Maybe I was too impatient on arriving here: maybe I should have given over the first two weeks, at least, to getting to know my wife’s friends. After all, I want to meet them; they’re part of what made her who she is, and when I arrived in Byron Shire (when we first met) I tried to meet all her friends. But when I first arrived in Byron I was on holiday — relieved to not be working in retail or hospitality and without a pressing artistic project or any real expectations for the less pressing ones. When I arrived in London, on the other hand, I was champing at the bit: it had been a good month since I’d last had the chance to sit down to anything without feeling rushed or worried (re packing/moving/travelling) and all I really wanted to do was to get back to work, maybe especially because of that feeling identified by my mother-in-law — that everyone else here is working so why can’t I?

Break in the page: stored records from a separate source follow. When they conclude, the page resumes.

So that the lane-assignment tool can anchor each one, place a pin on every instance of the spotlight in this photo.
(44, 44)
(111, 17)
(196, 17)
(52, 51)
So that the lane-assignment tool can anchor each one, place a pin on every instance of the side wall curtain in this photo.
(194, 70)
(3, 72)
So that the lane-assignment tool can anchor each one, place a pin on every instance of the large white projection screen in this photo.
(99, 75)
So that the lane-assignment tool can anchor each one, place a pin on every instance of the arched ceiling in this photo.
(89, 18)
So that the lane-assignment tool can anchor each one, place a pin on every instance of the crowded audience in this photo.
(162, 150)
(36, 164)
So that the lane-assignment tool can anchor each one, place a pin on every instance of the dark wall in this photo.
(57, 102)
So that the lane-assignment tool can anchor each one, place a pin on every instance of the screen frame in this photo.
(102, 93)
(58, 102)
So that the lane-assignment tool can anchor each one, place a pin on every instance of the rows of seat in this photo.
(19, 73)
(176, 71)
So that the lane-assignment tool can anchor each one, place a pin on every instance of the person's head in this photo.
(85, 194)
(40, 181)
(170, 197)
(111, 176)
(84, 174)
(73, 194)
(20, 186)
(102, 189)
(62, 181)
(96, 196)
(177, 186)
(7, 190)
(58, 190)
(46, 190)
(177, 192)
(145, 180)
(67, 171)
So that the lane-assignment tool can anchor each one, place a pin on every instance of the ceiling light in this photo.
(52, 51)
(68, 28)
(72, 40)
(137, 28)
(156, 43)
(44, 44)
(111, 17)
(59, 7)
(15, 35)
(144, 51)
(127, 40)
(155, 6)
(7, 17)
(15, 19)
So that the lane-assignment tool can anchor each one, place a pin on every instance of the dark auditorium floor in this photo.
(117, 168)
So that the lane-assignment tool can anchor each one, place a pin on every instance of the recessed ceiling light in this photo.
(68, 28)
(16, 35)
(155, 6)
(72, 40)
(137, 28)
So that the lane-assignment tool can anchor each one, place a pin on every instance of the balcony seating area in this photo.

So yes, maybe I’m anti-social (of course I am, and I’m sorry for it) but I’m also hungry, desperately so. I need to make a mark, and quickly. Unfortunately I can’t do it by rote. I’m ill-educated (I made it through high school, reluctantly), ill-connected, ill-able to do pretty much anything people are offering money for. “Content is king,” they say, but that’s all I’ve got — content — and I feel far from kingly. So to me these questions of whether I’m going to meet x or y friend from high school, I’m sorry, are peripheral. I’m in a life-defining struggle here. I’m in London; it’s motivating me; I need to make contact before we return to Australia. (Why are we returning? The children — we promised them we would.) I need to make contact, not just with my wife’s friends but with my people — people who care about what I care about, people who share my interests, people I can work with. Maybe sitting here in Hanbury Hall with my headphones on scribbling this seems a strange way to achieve that, but it’s all I’ve got. No-one’s paying me, but it’s my job, or part of it. And I’m far from ready to retire.